RAG (Retrieval-Augmented Generation)
Generation grounded in retrieved source documents rather than the model's parametric memory alone.
ReAct
A reasoning pattern where the model alternates Thought → Action → Observation steps.
Semantic search
Search by meaning, not by keyword overlap.
Structured output
Constraining model output to a strict schema (JSON, regex, grammar) for reliable downstream parsing.
Tool use
An LLM's ability to call external functions, APIs, or services within a generation step.
Vector store
A database optimized for similarity search over embeddings.
Evaluation & quality
Confidence score
A scalar that estimates how reliable a model's output is for a given input.
Evaluation harness
A test framework that scores model or prompt output against a labelled set of expected outputs.
Labelled test set
A frozen, hand-curated set of real input examples with expected outputs, used to score model behavior.
Prompt versioning
Treating prompts as code: stored, diffed, reviewed, and rolled back like any production artifact.
Governance & risk
AI governance
Policies, processes, and controls that make an AI system auditable and accountable.
Audit log
Tamper-evident record of every model input, output, version, and reviewer action.
Grounding
Anchoring model output to verifiable source material to reduce hallucination.
Guardrails
Pre and post checks that filter unsafe, off-topic, or non-compliant model outputs.
Hallucination
Plausible but factually incorrect output generated by an LLM with no grounding.
Model card
Documentation describing a model's intended use, limitations, evaluation, and risks.
NIST AI RMF
U.S. NIST's voluntary framework for managing risks in AI systems across the lifecycle.
Prompt injection
An attack where user input manipulates the model into ignoring its system prompt or executing unintended actions.
Reviewer queue
A workflow where low-confidence or high-impact AI outputs route to a human for approval.
Models & foundations
Context window
The maximum number of tokens a model can process in a single request.
Extended thinking
A model mode that performs longer internal reasoning before producing the answer.
Fine-tuning
Continuing the training of a base model on task-specific data to specialize behavior.
Foundation model
A large model pre-trained on broad data, then adapted to many downstream tasks.
Frontier model
The leading-edge foundation models with the highest reasoning, coding, and multimodal capabilities.
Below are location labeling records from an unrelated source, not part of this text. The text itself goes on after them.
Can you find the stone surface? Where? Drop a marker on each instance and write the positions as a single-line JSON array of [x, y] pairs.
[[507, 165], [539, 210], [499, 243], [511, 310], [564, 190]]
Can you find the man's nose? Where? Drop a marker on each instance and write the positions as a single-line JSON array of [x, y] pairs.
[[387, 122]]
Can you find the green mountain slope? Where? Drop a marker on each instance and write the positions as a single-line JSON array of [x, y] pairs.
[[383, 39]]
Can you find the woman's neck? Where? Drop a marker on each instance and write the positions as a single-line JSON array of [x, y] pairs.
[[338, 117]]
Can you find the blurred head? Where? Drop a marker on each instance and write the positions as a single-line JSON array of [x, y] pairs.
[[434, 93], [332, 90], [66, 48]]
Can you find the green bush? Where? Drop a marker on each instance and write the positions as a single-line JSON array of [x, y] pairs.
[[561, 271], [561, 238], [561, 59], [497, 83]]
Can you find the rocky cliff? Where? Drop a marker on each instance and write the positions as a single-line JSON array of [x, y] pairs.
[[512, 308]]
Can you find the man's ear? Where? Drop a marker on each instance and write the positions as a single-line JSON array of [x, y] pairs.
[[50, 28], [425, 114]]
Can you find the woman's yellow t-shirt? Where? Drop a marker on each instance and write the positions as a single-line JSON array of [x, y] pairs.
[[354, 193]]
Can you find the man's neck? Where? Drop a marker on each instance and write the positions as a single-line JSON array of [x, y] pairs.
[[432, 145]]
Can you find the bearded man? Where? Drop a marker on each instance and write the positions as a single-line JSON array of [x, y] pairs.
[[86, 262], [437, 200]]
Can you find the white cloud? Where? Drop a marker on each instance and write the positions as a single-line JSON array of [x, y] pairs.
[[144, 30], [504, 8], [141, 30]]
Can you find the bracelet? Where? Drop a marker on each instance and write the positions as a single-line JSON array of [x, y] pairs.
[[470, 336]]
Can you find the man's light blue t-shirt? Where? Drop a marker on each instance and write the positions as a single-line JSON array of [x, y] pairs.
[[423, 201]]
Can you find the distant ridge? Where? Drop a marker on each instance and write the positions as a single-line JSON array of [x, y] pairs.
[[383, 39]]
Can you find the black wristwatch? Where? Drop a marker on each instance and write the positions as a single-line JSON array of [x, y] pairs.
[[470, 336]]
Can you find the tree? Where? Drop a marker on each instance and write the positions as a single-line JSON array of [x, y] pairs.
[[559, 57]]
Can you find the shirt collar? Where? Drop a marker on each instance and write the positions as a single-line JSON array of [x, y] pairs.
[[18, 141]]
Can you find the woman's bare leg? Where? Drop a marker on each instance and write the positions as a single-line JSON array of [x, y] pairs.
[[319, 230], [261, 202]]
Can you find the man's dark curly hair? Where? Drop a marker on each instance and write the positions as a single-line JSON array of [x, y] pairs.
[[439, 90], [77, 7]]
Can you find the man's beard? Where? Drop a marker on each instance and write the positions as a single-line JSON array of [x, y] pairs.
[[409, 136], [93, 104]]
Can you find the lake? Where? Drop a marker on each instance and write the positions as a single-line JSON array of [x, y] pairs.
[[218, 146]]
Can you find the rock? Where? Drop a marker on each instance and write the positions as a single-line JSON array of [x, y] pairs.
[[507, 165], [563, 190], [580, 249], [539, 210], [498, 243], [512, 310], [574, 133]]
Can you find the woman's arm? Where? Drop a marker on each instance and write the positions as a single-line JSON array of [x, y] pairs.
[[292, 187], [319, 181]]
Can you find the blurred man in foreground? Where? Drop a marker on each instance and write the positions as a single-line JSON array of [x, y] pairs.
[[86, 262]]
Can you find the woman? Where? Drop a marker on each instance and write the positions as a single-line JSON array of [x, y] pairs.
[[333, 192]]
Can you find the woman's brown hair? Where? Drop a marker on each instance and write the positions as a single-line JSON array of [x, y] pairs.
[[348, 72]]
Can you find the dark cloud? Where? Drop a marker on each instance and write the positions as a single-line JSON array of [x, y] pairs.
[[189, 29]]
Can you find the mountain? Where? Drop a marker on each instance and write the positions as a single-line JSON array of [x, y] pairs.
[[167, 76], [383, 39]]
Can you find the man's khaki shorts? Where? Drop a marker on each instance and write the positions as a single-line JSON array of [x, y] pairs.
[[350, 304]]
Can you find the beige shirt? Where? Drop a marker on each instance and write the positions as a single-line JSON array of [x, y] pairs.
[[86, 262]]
LLM (Large Language Model)
A transformer-based model trained on language data to predict and generate text.
LoRA
Low-Rank Adaptation: a parameter-efficient fine-tuning method that trains small adapters instead of full weights.
Multimodal
Models that accept and produce more than one type of content (text, image, audio, video).
Transformer
The neural network architecture that powers modern LLMs, based on self-attention.